What prevents measurement of experimentation outcomes? Data quality and reliability were cited by 42%, compared to 37% apiece for technology or tooling imitations and time or resource constraints. 

Meanwhile, most marketers are using AI, and applying it in these areas:

  • Generating insights and recommendations—38% 
  • Content generation or ideation—35% 
  • Predicting customer behavior—34% 
  • Automating audience segmentation—32%
  • Personalizing content at scale—31% 
  • SEO/content optimization—30%
  • Optimizing campaign journeys—29% 
  • Not actively using AI in marketing—13%

But there are limits to AI’s use and effectiveness.

“Despite the growing application of AI and its promising relationship to revenue impact, few marketing teams are allowing AI to execute actions independently,” the report states. “The most common autonomous capability reported is generating insights and recommendations (26%), followed by predicting customer behavior (19%) and optimizing campaign journeys (19%). 

It continues, “Autonomous applications in areas like SEO optimization (18%), audience segmentation(17%), and content generation (17 %) are even less common, while just 13% report autonomous personalization at scale.”
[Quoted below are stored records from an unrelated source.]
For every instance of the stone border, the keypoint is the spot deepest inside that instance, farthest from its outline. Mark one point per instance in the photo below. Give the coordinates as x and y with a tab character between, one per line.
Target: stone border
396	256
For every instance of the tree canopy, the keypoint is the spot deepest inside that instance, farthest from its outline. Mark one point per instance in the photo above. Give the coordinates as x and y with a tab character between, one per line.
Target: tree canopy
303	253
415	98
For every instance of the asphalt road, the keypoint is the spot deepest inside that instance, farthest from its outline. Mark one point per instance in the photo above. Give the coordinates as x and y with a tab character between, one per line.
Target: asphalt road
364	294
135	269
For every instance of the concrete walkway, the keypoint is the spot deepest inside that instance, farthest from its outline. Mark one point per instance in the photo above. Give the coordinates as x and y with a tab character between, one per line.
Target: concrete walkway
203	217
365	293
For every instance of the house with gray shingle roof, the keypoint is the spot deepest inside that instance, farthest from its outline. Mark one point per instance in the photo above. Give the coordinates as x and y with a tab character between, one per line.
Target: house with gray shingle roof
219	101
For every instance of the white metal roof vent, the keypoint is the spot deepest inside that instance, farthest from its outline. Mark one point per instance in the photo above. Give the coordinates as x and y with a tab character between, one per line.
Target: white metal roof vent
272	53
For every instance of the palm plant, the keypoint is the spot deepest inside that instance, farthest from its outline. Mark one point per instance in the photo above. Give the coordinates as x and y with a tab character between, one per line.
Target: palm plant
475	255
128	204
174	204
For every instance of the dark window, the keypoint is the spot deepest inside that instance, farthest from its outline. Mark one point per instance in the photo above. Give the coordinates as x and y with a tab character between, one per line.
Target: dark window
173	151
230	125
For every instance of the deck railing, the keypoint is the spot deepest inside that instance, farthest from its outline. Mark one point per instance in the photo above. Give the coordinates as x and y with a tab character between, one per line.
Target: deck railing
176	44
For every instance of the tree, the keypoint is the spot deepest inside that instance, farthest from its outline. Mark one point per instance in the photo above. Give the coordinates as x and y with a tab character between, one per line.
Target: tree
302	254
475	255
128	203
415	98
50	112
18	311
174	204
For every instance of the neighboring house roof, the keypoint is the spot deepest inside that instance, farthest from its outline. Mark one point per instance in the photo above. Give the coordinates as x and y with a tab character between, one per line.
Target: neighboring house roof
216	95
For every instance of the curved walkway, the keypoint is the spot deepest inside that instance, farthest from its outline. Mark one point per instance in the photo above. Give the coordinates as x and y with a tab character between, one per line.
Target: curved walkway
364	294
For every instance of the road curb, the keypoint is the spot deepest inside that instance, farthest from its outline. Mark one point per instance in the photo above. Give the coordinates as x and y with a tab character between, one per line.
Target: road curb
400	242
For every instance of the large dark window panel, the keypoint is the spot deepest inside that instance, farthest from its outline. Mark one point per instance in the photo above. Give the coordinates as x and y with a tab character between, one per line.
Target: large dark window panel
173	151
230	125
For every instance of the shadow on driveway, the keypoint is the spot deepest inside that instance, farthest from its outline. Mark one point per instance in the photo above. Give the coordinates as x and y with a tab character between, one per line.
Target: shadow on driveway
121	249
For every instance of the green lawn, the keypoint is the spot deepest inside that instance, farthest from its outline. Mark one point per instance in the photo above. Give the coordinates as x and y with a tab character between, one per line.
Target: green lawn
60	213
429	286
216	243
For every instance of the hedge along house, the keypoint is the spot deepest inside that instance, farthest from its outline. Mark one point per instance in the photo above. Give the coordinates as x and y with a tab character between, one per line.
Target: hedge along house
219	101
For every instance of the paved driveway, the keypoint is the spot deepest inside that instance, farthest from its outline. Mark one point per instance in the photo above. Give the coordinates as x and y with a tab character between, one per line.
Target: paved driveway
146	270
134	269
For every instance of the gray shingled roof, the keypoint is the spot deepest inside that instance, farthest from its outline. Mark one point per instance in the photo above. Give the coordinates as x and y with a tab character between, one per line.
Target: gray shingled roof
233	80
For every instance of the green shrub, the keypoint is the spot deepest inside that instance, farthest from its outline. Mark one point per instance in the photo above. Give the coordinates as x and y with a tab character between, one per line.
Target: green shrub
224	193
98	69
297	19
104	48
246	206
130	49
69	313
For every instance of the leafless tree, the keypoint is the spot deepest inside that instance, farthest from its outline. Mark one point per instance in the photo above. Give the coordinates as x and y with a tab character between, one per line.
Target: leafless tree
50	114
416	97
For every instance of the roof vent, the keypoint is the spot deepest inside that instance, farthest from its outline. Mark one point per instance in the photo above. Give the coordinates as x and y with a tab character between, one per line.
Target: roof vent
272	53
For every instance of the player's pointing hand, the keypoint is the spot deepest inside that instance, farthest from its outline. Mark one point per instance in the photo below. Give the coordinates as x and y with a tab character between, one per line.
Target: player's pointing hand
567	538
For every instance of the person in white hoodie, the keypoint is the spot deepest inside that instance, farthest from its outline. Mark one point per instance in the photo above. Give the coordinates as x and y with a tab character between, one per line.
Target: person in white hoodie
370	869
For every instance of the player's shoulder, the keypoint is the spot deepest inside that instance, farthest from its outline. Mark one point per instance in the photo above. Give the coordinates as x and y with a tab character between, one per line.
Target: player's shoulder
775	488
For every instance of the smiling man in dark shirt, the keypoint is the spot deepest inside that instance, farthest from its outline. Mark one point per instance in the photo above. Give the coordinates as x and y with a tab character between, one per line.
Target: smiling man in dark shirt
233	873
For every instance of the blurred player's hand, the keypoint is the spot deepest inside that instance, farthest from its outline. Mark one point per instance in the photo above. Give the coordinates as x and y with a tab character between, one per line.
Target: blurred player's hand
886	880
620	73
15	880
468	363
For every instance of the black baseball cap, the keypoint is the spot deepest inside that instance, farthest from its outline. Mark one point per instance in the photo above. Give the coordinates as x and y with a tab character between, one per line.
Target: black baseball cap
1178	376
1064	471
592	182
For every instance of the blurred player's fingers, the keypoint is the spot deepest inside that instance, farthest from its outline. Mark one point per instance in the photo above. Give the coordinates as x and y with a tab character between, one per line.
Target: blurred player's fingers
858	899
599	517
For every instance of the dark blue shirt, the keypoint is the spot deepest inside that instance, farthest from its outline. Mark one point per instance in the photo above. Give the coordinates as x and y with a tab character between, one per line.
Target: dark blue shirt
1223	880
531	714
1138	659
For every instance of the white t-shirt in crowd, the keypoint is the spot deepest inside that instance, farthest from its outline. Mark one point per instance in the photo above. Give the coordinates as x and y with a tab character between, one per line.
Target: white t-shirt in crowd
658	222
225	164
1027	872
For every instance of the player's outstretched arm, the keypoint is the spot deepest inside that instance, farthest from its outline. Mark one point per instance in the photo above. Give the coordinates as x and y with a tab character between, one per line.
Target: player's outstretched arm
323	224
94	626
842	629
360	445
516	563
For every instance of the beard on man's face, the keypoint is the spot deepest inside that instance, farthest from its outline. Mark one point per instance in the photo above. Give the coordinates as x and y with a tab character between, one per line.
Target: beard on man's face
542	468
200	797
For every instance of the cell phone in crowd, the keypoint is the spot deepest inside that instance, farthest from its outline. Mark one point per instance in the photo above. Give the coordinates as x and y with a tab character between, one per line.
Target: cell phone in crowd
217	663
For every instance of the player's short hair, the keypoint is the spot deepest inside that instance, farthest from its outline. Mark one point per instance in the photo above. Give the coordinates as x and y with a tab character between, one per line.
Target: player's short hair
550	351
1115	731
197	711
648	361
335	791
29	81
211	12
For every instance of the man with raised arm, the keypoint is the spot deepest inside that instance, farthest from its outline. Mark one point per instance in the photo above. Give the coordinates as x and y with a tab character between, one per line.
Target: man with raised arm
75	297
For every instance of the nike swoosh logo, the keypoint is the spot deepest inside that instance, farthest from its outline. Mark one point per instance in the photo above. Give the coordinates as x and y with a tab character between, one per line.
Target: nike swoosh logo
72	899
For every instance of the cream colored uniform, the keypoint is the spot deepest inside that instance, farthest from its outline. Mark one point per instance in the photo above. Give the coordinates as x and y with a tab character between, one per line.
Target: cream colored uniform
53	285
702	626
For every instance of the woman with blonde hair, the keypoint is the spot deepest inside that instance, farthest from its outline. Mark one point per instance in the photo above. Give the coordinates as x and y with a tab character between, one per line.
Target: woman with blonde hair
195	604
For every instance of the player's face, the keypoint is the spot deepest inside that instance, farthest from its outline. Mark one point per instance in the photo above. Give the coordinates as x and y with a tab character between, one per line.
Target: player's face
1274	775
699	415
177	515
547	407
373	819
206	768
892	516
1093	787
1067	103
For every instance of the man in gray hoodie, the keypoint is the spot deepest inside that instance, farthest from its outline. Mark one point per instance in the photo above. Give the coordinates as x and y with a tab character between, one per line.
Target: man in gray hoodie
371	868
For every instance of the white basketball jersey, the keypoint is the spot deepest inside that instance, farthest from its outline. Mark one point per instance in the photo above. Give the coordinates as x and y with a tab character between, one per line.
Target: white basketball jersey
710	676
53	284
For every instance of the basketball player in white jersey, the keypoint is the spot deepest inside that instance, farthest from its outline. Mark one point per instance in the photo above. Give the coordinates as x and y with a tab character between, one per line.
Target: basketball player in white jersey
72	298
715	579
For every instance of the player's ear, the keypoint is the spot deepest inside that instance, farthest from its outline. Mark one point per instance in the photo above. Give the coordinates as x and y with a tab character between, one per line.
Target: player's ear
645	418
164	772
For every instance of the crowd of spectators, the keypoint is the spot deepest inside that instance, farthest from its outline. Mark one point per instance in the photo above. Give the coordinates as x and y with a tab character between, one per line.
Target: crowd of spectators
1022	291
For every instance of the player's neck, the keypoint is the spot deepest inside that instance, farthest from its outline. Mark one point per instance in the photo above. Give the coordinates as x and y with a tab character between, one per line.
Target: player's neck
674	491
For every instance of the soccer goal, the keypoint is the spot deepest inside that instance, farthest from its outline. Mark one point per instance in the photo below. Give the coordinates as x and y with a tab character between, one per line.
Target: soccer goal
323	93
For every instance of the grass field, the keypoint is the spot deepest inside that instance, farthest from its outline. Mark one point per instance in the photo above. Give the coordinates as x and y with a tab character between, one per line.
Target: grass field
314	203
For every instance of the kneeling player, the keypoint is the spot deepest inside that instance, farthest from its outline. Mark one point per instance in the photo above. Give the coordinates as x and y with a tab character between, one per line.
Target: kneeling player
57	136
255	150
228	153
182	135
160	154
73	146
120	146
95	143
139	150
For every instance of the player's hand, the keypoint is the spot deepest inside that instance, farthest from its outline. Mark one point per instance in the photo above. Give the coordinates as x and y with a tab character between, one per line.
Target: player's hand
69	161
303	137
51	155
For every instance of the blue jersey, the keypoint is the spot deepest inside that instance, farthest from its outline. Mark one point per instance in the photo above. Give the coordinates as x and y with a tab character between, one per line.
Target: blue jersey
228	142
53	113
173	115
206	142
The biggest barriers to AI adoption? Concerns about data security, picked by 36% of respondents. Other barriers include: 

  • Uncertainty about AI effectiveness—31% 
  • Lack of internal expertise—30% 
  • High implementation costs—30% 
  • Difficulty integrating AI with existing systems—26% 
  • Lack of confidence in current AI offerings—24% 
  • Internal red tape and/or board approvals—23%
  • Desire to use AI with our data source of truth vs. point solution—20% 
  • Resistance to change from leadership or teams—17%

Still, AI still seems to be effective in many areas: 

  • Predicting customer behavior—26%
  • Generating insights and recommendations—26%
  • SEO/content optimization—18% 
  • Automating audience segmentation—17%
  • Content generation or ideation—17% 
GrowtheLoop and Ascend2, surveyed 318 marketing and data professionals in managerial and executive levels in February 2026. They were from organizations in the United States and Canada that generate $100 million or more in revenue.